BLOOMINGDALE’S GETS DOWN WITH SATURDAY NIGHT FEVER
Byline: David Moin
NEW YORK — Kal Ruttenstein was riveted to the stars on the disco floor.
“He’s the next teen matinee idol,” Ruttenstein announced, in praise of James Carpinello, who plays Tony Manero in the Broadway musical “Saturday Night Fever,” opening Oct. 21. Making like Travolta, Carpinello struck the legendary pose, with the outstretched arm, as co-star Paige Price lifts a leg around his waist, and shows some flesh.
“I love it, I love it,” Ruttenstein exclaimed.
Bloomingdale’s senior vice president of fashion direction loves not only the dancing, but the performance of the clothes as well.
Bloomingdale’s fashion and ad teams recently boogied down to Spectrum, the Bay Ridge, Brooklyn, disco, for a Bloomingdale’s ad shoot. It’s where “Saturday Night Fever,” the movie about Brooklyn’s disco-crazed youth in the Seventies, was filmed. At the time, it was called 2001 Odyssey, but it still has the same dance floor, with the signature lighting. For the fashion shoot, the Broadway cast wears the close-fitting, stretchy evening looks from Bloomingdale’s new Saturday Night Fever collection. The fashions are all exclusive to Bloomingdale’s and capture the energy of the movie.
The look, of course, is updated.
“They’re modern clothes that have movement and ease. They really move,” said Ruttenstein.
The ads will promote Bloomingdale’s Saturday Night Fever shops that will be launched Sept. 27 inside the chain’s 59th Street flagship as well as its White Plains, N.Y., and Century City, Calif., stores. If the look sells, more locations might be added.
It’s Bloomingdale’s millennium hook, and an attempt to further strengthen the store’s contemporary business, which is reportedly the fastest-growing women’s division. Bloomingdale’s Lexington Avenue windows will reproduce the Spectrum dance floor and have about 50 mannequins dressed in the evening clothes.
“We’re inspired by the disco era, although the collection is really about going out in the last months of 1999,” Ruttenstein said.

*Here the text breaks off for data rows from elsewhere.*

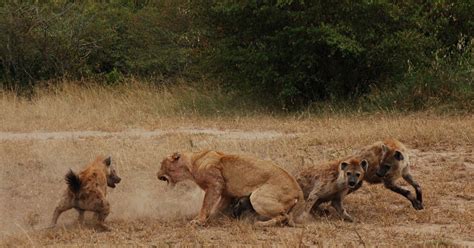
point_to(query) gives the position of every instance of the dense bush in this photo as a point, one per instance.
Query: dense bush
(297, 52)
(42, 40)
(284, 53)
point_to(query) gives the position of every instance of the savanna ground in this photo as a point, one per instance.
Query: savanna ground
(41, 138)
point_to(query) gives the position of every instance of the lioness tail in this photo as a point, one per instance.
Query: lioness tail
(73, 181)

His role on the shoot is to make sure the clothes look right on the cast — they’re not the same clothes that will be seen in the Broadway show — and he doesn’t hesitate to get the designers to adjust the look. “That’s what they pay me to do,” he said. At one point, he got Ady Gluck-Frankel, president and design director of Necessary Objects, to shorten the hem of a jersey evening dress. “It looked droopy, but she’s got it right.”
Gluck-Frankel pointed out the ads will be unusual, since they will show people of average height — not models. “These clothes are more real,” she said, but not all that easy to design. “The challenge was to create movement without being aerobic tight, or without creating volume in the clothes.”
All the merchandise in the collection is from Necessary Objects, Theory, ABS and Shoshana Lonstein, and it’s all exclusive to Bloomingdale’s and priced under $100. Featured are stretch fabrics, including high-twist polyesters with Lycra, evening dresses for dancing or just going out, snap-front men’s shirts, men’s narrow pants, peak-lapel jackets, and T-shirts, all fitting close to the body without being skintight.
This is not the first time Bloomingdale’s has been Broadway bound. The company has had in-store shops themed on such shows as “Rent,” “Evita” and “Ragtime.”